When it came to actually recording the song, I won’t lie I was nervous but Ben and Jamie
encouraged me, and supported me to feel comfortable. Being in the studio was actually
really fun. The day and experience itself were a definite item ticket off my bucket list and by
two days later I had digital copies plus CD’s of the song.
When I had initially embarked upon writing a song with the Swan Song Project, I had always
thought of it as something I was doing for my family’s benefit. It never occurred to me that
there would be any positive effects on me but it turns out there really were. First of all, the
weekly zoom sessions gave me something to look forward to they were fun and a very
welcome distraction from all the hospital appointments and chemo etc. Secondly, when I
completed the song, I got such a sense of achievement. Successfully carrying out something
that I had initially envisaged as maybe being impossible gave me a renewed sense of self-
worth and made me realise that despite my illness and my limitations I can still achieve
good things in this life.
The process meant I spent time reflecting on all the happy memories of the past and
ironically instead of feeling sad in the way I had initially worried about I actually felt happy
as I reminisced about all the good times. I also had to spend a bit of time thinking about the
inevitable future. Until this point I had felt powerless and out of control but I found that in
writing my song I did have at least some element of control. I could control how this song
went and I had control over the legacy I will leave.
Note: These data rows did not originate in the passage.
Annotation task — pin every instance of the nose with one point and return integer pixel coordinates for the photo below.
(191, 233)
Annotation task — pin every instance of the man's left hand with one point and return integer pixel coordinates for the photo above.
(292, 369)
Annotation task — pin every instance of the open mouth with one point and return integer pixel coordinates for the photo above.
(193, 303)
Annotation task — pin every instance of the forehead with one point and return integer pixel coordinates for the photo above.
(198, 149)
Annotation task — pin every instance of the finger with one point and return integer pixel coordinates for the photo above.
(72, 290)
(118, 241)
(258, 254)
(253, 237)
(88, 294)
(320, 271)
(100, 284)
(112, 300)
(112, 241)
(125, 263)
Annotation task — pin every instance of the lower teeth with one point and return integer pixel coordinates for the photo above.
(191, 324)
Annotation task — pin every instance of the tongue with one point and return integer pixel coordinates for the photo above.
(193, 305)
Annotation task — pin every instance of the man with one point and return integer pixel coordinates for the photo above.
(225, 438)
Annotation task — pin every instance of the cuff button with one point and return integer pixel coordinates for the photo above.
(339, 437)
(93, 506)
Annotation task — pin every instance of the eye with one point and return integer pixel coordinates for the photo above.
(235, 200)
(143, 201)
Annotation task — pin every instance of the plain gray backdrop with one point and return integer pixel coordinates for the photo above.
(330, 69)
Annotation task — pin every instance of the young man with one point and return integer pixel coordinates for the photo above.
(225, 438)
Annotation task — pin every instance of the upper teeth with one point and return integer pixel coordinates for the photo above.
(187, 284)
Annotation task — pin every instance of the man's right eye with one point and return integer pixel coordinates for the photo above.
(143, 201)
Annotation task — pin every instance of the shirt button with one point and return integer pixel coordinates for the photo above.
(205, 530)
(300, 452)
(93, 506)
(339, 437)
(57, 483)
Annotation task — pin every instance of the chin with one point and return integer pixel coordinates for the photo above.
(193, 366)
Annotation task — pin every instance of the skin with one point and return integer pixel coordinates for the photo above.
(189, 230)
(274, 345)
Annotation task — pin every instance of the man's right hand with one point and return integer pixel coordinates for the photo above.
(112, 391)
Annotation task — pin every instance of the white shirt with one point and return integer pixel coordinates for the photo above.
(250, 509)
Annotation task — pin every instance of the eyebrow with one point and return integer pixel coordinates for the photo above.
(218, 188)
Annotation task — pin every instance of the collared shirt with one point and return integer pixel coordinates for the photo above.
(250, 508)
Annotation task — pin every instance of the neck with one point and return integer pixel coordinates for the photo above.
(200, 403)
The whole process was cathartic, therapeutic and allowed me to say a few certain things to
my family that I wouldn’t have felt comfortable said to them in conversation. It gives me
such comfort and peace to know that I have definitely and without shadow of a doubt said
everything I needed to say to my loved ones. Knowing this helps me now sleep soundly and
there are no more ‘2 am moments’. I also feel content that through my song, my words and
voice have been immortalized and a piece of me will live forever.
This song has been the best thing I have done to express my love and appreciation of my
family and it means such a lot to each and every one of us. It is the unique and personal
story of our love, our memories and our lives together in past, present and future tense
encapsulated in a song. It’s celebration of us and helps to give happiness in the face of
sadness. It brings my loved one’s great comfort knowing they have my words, in my voice,
from my heart, to keep forever. My mum in particular finds it comforting that no matter
what happens she will forever be able to hear my singing as if I’m still just in the next room
singing away in the shower.
If there is anyone similar to me that likes the idea of doing a song but is concerned about
not being ‘musical’ I’d say if The Swan Song Project can get a lovely song out of me, they can
certainly get one out of anyone! I would advise others to just jump in and go for it as there
are so many positive effects for both you and your loved ones. It’s a wonderful opportunity,
not to be missed and I’m sure you won’t regret it, heck who knows you might even have
some brilliant fun along the way like I did.
I’d just like to thank Ben, Jamie and The Swan Song Project for all you are and all you do. Not
only from me but on behalf of each and every person living with a terminal illness plus their
loved ones who you have helped in this unique and special way.